Hdac3 dans le foie présentent une augmentation de la lipogenèse, de l’accumulation de

triglycérides et de diacylglycérols, une diminution de la néoglucogenèse et une hypersensibilité à l’insuline (Sun, Miller et al. 2012). La diminution du flux néoglucogénique chez les souris déficientes pour Hdac3 serait le résultat d’une réorientation du métabolisme vers la synthèse de lipides plutôt qu’un défaut des capacités de la néoglucogenèse (Sun, Miller et al. 2012). La lipogenèse et la néoglucogenèse sont donc régulées de façon opposée en fonction des besoins énergétiques du jour ou de la nuit. Dans ce modèle, l’augmentation de la lipogenèse est bénéfique à la signalisation par l’insuline.
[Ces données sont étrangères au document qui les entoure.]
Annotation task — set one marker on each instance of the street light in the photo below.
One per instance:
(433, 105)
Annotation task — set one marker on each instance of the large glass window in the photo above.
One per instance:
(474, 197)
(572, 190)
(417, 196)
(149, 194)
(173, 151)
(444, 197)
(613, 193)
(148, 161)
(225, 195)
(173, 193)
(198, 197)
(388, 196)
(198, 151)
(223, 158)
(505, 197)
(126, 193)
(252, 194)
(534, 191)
LXR est un récepteur nucléaire impliqué dans la régulation transcriptionnelle des gènes de la lipogenèse. L’utilisation d’un activateur pharmacologique de LXR à long terme chez des souris obèses ob/ob aggrave la stéatose hépatique mais permet une amélioration de la sensibilité à l’insuline (Archer, Stolarczyk et al. 2013). Cette observation est concomitante avec une redistribution de graisses du tissu adipeux blanc viscéral vers le tissu adipeux blanc sous cutané et une diminution de l’état inflammatoire dans les deux types de tissus adipeux (Archer, Stolarczyk et al. 2013).

LXR possède des fonctions qui paraissent opposées car son activation conduit à une stéatose hépatique bien que LXR possède des propriétés bénéfiques dans le fonctionnement de l’organisme en général. Dans la suite de cette introduction bibliographique, nous nous intéresserons plus en détail à LXR en commençant par l’étude de sa structure, des mécanismes qui régulent son activité et de ses ligands.